MMIO Ordering: All MMIO accesses are strongly ordered — no reordering, no buffering, no speculation, no combining. MMIO writes bypass the write buffer and commit synchronously through GuestMemory → MMIOManager → device handler.
Device Asynchrony: Device emulators execute I/O operations asynchronously in dedicated threads. IDeviceEmulator::onRead() and onWrite() must return immediately and may never block on I/O. Long-running operations are queued to the device's I/O thread.
Endianness Transparency: The CPU and memory system never perform implicit byte swapping. All endianness conversion is the device emulator's responsibility. MMIOManager is byte-order-transparent.
DMA Routing: All DMA transfers route through GuestMemory with explicit AccessKind::DMARead or AccessKind::DMAWrite designation. No device may access SafeMemory directly. DMA writes must break overlapping LL/SC reservations.

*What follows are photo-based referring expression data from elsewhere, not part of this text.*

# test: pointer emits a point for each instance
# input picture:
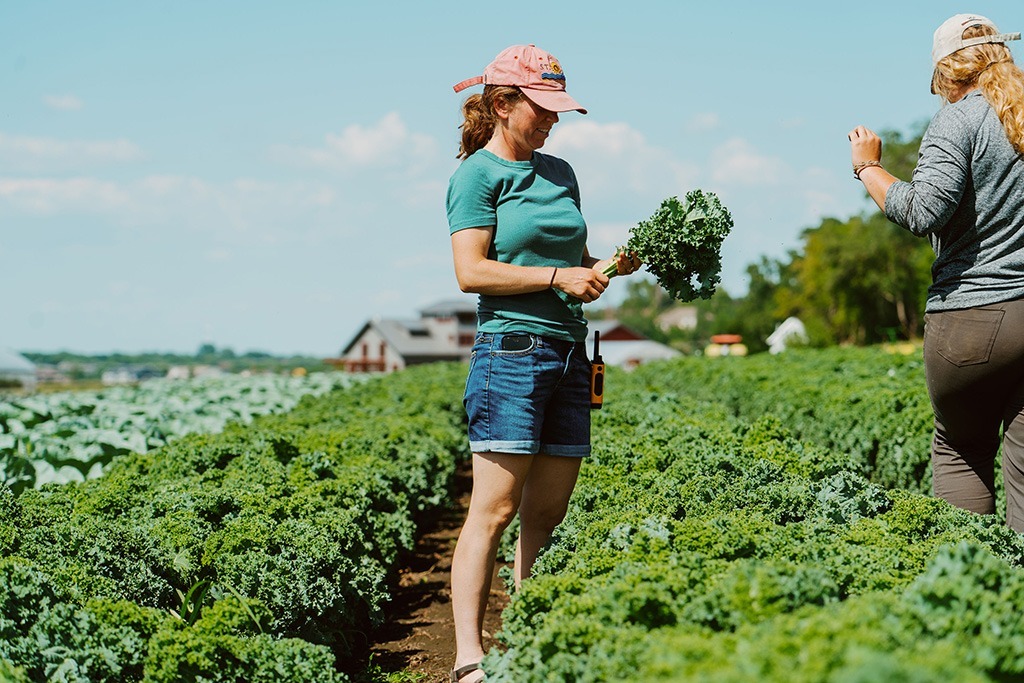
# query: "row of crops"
(740, 519)
(71, 436)
(264, 553)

Interrupt Delivery: Device interrupts are delivered via the coreLib/ IRQ system using atomic IRQPendingState bitmasks. The hot path (interrupt polling) is lock-free. All device interrupts enter PAL mode for dispatch.
Region Immutability: MMIO regions are registered during initialization and locked by MMIOManager::finalize(). No regions may be added, removed, or modified at runtime.
Device Independence: Device managers are independently instantiable and testable. No device category depends on another device category being functional. Degraded devices are recorded, not fatal.